One location can be messy and still survivable. Add more nodes and suddenly you’re dealing with timing gaps, transfers, delayed receipts, and teams making decisions off different versions of the truth.
That’s when you see the quiet behaviour change. People start over-ordering, holding extra, and pushing problems into next month because nobody trusts what’s on the screen.
Finance and merchandising end up talking past each other. Buying can’t buy confidently if stock, inbound, returns, and sales aren’t landing in one view quickly enough.
Meanwhile the store team sees it the simple way. Customers want the thing, it’s not there, and everyone looks at everyone else.
A store is also a people business and the first year isn’t glamorous
DTC brands are used to scaling with code, media, and a few more warehouse pickers. Stores scale with rotas, training, and managers who can run a tight ship on a Tuesday morning, not just launch parties on a Saturday.
This is where a lot of digitally-led teams get caught out.
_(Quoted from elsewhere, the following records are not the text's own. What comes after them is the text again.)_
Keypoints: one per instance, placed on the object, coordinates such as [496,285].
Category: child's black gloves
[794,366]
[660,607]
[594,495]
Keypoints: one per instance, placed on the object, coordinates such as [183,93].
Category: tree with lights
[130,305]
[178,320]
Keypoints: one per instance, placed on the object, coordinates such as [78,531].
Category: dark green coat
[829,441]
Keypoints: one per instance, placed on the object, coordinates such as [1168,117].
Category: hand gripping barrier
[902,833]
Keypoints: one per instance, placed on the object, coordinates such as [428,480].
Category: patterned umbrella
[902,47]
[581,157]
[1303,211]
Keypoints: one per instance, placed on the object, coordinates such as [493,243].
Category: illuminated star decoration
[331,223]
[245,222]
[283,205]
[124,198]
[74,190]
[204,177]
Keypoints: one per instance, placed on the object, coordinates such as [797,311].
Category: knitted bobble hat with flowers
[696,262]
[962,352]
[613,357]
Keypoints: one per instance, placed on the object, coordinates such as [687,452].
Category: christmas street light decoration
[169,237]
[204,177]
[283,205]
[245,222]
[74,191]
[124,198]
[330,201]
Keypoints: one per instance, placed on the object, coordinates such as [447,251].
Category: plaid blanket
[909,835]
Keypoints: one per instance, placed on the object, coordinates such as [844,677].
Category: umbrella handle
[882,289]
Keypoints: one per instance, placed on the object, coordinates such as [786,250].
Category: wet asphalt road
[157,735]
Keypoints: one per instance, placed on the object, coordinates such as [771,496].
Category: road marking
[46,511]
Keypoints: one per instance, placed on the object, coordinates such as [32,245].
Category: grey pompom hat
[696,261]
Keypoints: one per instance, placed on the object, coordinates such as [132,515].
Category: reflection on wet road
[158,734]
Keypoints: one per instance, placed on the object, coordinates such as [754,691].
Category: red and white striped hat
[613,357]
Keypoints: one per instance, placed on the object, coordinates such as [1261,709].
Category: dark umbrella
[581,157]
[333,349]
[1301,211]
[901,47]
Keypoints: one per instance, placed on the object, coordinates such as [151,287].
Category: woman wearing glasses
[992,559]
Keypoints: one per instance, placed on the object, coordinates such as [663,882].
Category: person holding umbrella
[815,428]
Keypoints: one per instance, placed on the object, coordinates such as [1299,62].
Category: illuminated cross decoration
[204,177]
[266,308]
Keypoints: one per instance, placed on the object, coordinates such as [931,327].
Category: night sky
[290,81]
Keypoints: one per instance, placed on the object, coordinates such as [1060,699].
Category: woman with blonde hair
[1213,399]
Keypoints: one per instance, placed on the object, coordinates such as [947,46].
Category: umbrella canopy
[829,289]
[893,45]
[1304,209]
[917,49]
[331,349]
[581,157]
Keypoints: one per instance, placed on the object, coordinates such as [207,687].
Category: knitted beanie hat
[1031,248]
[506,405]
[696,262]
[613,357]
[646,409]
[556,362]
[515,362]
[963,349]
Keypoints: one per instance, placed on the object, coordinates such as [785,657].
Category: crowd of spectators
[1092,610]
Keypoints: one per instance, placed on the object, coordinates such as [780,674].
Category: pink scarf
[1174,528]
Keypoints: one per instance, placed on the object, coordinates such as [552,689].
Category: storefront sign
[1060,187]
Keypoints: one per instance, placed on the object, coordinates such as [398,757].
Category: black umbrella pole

You can’t A/B test your way to consistent store operations if you haven’t built proper training and clear ways of working.
If you’re going to do this properly, you need staff who understand operations, not just merchandise. You need processes that connect physical and digital inventory, and data that can be trusted by finance, fulfilment, and commercial teams alike.
You also need patience. The first year isn’t glamorous. It’s systems work. It’s process work.
This is the bit that frustrates a lot of founders. They wanted a store to make the brand feel more real. Instead, they get a new category of daily work that doesn’t show up on Instagram.
Physical retail has physical failure modes
The biggest one is brutally simple. The cost base doesn’t care how good your brand deck looks.
Online, you can often dial spend up and down with demand. In stores, rent turns up every month, payroll turns up every week, and the inventory you bought to make the shop look full is now sat somewhere specific.
That’s why so many DTC store rollouts look fine in the first few openings and then start to get ugly. When the economics don’t hold, you don’t just turn it off; unwinding stores can be expensive and public.
So what do far too many DTC brands overlook? It’s not the shopfit. It’s the operating model.
They underestimate how quickly inventory becomes a local replenishment problem. They underestimate how frequently messy product data will block trading. And they assume that if one store works, two stores will work, when two stores is the point where the cracks widen.
If you’re going into stores, treat it like you’re changing the shape of the business. Because you are. Build the unsexy parts early, especially data discipline and integration, and you’ll give yourself a much better chance to make the fun bits pay off.